La mission de Blinken en Chine aurait pu annoncer un tournant de page à un moment difficile. Au lieu de cela, les événements de la semaine dernière n’ont fait que souligner l’état désastreux des tensions. « Le revers est embarrassant pour … Xi, qui a commencé son troisième mandat défiant les normes avec une démonstration de convivialité diplomatique que les experts ont interprétée comme un effort pragmatique pour apaiser les tensions avec les nations occidentales, alors qu’il fait face au mécontentement interne face à une économie en ralentissement. et une énorme vague d’ infections à coronavirus », a écrit mon collègue Christian Shepherd .
En public, les responsables chinois ont présenté le ballon comme un « dirigeable civil » et ont dénoncé l’action américaine pour le faire tomber. Mais les analystes pensent que l’incident a probablement pris Xi et ses cadres par surprise. « Du point de vue des hauts dirigeants chinois, ils n’auraient pas voulu perturber le processus d’assouplissement des relations avec les États-Unis, car cette année est une année très importante pour la Chine pour relancer l’économie », a déclaré Zhao Minghao, professeur à l’Institut de International Studies à l’Université Fudan de Shanghai, a déclaré ma collègue Lily Kuo . « Il ne sert à rien que la Chine sabote le processus. »

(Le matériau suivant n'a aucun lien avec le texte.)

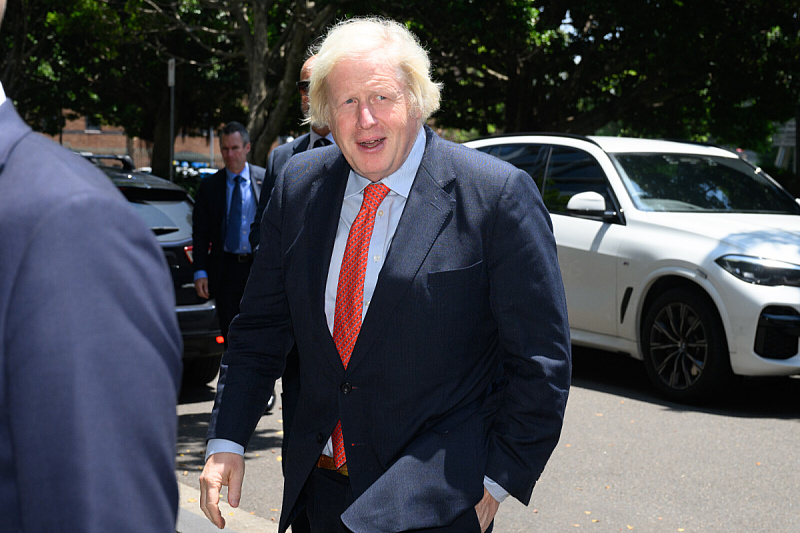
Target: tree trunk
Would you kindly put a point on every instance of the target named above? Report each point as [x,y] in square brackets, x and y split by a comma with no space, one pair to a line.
[161,139]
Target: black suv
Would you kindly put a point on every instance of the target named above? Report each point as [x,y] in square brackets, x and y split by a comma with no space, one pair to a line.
[167,209]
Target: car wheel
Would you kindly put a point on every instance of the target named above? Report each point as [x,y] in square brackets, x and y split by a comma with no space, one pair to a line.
[197,372]
[270,403]
[684,347]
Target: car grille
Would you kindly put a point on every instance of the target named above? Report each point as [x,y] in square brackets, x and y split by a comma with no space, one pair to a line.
[778,332]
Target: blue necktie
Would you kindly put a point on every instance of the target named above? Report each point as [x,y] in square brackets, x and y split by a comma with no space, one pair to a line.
[233,234]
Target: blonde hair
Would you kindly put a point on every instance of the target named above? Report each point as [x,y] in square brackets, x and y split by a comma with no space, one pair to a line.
[355,37]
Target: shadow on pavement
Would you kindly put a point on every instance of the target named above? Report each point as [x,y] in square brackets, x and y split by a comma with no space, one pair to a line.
[622,375]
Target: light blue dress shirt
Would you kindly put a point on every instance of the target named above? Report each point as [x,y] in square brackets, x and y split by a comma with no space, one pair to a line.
[249,205]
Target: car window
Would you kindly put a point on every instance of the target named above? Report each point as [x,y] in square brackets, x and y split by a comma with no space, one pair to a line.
[569,172]
[529,157]
[168,212]
[680,182]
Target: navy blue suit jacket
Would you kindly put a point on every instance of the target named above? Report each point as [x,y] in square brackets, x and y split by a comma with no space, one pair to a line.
[210,221]
[90,351]
[462,365]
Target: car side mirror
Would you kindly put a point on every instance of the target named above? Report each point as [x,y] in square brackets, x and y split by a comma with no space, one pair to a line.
[589,204]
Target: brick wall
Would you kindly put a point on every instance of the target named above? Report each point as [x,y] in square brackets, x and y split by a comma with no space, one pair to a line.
[79,136]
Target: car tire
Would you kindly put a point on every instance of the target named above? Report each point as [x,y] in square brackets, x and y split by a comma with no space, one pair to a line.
[198,372]
[685,351]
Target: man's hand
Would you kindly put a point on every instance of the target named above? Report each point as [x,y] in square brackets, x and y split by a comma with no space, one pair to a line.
[201,286]
[486,510]
[221,469]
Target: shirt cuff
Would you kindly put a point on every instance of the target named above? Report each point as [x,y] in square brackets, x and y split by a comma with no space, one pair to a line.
[223,446]
[497,492]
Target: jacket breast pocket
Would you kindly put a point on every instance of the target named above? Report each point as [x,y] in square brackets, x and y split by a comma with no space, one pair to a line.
[457,277]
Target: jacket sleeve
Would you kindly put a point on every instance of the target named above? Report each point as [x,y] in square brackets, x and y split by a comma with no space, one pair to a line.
[528,302]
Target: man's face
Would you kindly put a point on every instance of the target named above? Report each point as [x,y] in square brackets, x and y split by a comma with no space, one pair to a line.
[234,152]
[370,115]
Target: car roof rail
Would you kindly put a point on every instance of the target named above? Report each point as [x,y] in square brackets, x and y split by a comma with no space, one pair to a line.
[538,134]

C’est un point de vue partagé par certains au sein de l’administration Biden. « Ils ont été pris au dépourvu et n’avaient pas encore d’histoire », a déclaré un responsable américain au Financial Times . « Nous avons clairement indiqué que nous savions exactement ce qui se passait et que nous avions besoin d’actions rapides. … Il leur a fallu beaucoup plus de temps que nécessaire pour nous répondre.
Si Xi et les hauts dirigeants n’étaient pas au courant de l’envoi du ballon, cela soulève des questions troublantes. Les factions au sein de la structure du pouvoir du Parti communiste tentent-elles de saper le président ? « Les analystes du renseignement envisagent la possibilité que l’armée chinoise ou des éléments de la ligne dure au sein de la direction aient délibérément cherché à saboter la visite de Blinken, dont l’objectif principal était d’explorer des mesures de stabilité stratégique et d’autres garde-fous qui pourraient limiter la probabilité d’une escalade involontaire sur Taïwan ou d’autres problèmes de conflit potentiel », a écrit Ignatius .
Ce qui se passera ensuite, cependant, pourrait être à l’avantage de l’administration Biden, a expliqué à mes collègues Neysun Mahboubi, chercheur au Centre d’étude de la Chine contemporaine de l’Université de Pennsylvanie . « La question la plus intéressante est maintenant de savoir si cette erreur ouvre un levier aux États-Unis pour renégocier la visite, et si les États-Unis sont suffisamment aptes à utiliser ce levier à bon escient », a-t-il déclaré.